Physical activity or exercise training plays a significant role in the prevention and treatment of metabolic diseases. The manner of endocrine secretion occurring with some myokines released during exercise from within skeletal muscle has been considered a potential disease mediator or modulator8. There have been previous studies regarding the effect of acute exercise on FGF-21 and irisin circulating levels. In normal mice and healthy humans, increments of serum FGF-21 levels were induced through a single session of treadmill exercise9 and through 2 weeks of treadmill training10. In addition, the FGF21 circulating level after a 1-hour recovery following a single session of exercise was significantly increased compared to the level prior to exercise, while the level of FGF-21 secreted following high-intensity exercise was higher than that secreted following mild intensity exercise9.
Recent research has indicated that circulating irisin is significantly lower in T2DM subjects compared to non-diabetic controls8,11. Choi et al. demonstrated significantly decreased circulating irisin levels related to glucose tolerance status in a normal group and in a group with T2DM12. Furthermore, high-intensity exercise increased the irisin response compared to low-intensity exercise with similar energy expenditure13. In addition, exercise-induced changes of irisin levels did not differ between healthy controls and subjects with metabolic syndrome14. However, based on previous reports evaluating irisin level response changes to exercise training, most types of exercise intervention were limited to aerobic exercise. It appears there is a need to investigate the effect of resistance training or to compare the different effects of aerobic and resistance exercise in metabolic diseases.
In this study, we allowed experimental mice free access to food and water. The food intake of the diabetic rats was approximately twice as much as that of the lean control rats. In our results, there was no significant difference between ZDF-con and ZDF-Ex. There was also no significant myokine level difference between the diabetic and lean control rats even though there was a difference of food intake. Additionally, there was no relationship between food intake and myokine level in both diabetic and lean control rat rats (data not shown). However, a limitation of this study was that the causal effect of resistance exercise could not be explained, with only changes in myokine levels following resistance exercise found.
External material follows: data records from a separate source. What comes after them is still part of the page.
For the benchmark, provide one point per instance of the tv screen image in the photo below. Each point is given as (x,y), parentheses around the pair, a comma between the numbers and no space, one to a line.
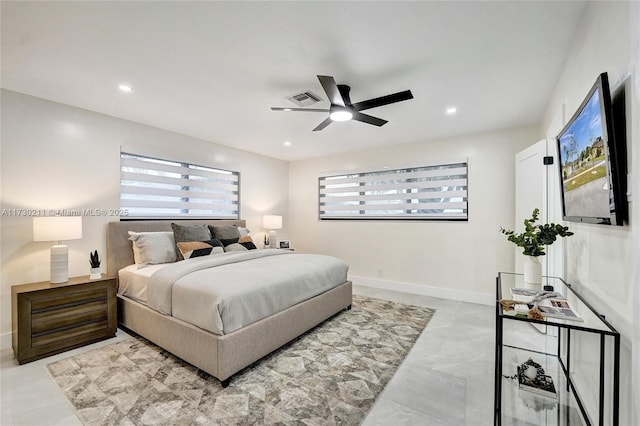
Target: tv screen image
(586,149)
(584,165)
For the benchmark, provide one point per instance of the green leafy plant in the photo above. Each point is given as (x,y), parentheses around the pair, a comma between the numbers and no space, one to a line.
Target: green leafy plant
(94,259)
(535,237)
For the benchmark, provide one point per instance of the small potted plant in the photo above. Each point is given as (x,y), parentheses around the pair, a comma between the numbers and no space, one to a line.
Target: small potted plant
(533,241)
(94,262)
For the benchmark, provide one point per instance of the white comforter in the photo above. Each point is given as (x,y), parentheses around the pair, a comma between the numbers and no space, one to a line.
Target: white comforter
(225,292)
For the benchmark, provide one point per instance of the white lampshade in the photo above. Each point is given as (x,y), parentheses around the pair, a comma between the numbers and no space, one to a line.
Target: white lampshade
(58,228)
(272,221)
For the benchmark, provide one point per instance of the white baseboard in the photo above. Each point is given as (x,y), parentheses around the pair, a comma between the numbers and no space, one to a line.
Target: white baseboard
(423,290)
(5,341)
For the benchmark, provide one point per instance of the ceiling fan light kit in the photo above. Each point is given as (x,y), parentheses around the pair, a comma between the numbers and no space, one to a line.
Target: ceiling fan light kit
(342,109)
(339,113)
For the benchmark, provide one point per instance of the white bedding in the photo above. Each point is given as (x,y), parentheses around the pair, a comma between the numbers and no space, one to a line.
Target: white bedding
(133,281)
(225,292)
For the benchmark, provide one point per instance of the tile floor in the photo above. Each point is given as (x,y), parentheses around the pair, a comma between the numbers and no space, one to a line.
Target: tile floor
(447,378)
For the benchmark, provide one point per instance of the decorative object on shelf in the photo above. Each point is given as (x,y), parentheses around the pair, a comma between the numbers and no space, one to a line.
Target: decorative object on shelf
(533,241)
(94,261)
(532,378)
(272,222)
(58,229)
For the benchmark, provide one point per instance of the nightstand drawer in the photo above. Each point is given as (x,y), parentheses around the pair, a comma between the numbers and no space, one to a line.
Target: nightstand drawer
(68,337)
(69,316)
(42,301)
(51,318)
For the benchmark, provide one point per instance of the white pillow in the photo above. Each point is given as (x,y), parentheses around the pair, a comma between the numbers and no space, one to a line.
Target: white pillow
(152,248)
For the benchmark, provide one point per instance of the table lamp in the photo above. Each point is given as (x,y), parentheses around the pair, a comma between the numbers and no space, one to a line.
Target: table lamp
(272,222)
(58,229)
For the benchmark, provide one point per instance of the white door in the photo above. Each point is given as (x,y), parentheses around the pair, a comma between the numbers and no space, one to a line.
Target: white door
(537,185)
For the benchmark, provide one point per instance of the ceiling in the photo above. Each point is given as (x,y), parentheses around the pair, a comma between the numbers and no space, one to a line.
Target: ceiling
(213,69)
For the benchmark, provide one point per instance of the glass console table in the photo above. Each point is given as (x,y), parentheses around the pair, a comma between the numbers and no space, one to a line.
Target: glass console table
(582,358)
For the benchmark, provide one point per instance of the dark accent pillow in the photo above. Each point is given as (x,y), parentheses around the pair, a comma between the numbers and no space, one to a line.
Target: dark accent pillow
(190,249)
(228,234)
(247,242)
(186,233)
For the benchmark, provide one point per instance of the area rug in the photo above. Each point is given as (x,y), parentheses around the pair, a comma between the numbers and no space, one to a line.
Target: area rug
(331,375)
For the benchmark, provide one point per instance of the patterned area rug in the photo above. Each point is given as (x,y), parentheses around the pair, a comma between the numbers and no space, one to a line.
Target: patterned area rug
(331,375)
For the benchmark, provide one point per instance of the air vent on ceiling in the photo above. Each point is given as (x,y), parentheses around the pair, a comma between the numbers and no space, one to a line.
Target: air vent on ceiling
(304,99)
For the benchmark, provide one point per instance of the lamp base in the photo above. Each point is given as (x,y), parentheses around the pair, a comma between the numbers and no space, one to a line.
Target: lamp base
(59,264)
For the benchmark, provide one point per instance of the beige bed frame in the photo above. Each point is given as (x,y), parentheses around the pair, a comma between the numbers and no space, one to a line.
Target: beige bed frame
(220,356)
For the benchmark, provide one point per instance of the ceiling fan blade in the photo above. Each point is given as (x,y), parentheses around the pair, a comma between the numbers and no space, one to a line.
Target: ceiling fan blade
(331,89)
(298,109)
(324,124)
(383,100)
(368,119)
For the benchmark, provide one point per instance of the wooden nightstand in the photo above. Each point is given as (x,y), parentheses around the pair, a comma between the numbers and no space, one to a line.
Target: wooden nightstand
(47,319)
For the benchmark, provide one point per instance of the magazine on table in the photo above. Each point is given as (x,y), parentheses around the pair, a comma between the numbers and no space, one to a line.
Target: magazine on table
(550,303)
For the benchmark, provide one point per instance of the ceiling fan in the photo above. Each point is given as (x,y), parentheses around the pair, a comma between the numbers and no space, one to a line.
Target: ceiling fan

The role of the FGF-21-PGC-1α-irisin axis in age-related conditions including type 2 diabetes was investigated through a possible PGC-α activator such as exercise4. Lee et al.,5 have suggested that targeting PGC-lα, for example using fat-browning endocrine activators such as FGF-21 and irisin, might benefit in treating metabolic diseases. However, there have been no reports investigating the effect of exercise type (aerobic and resistance exercise) and intensity (vigorous and moderate intensity) on FGF-21 and irisin in metabolic diseases. In this regard, our results may be fundamental in establishing effective exercise standards.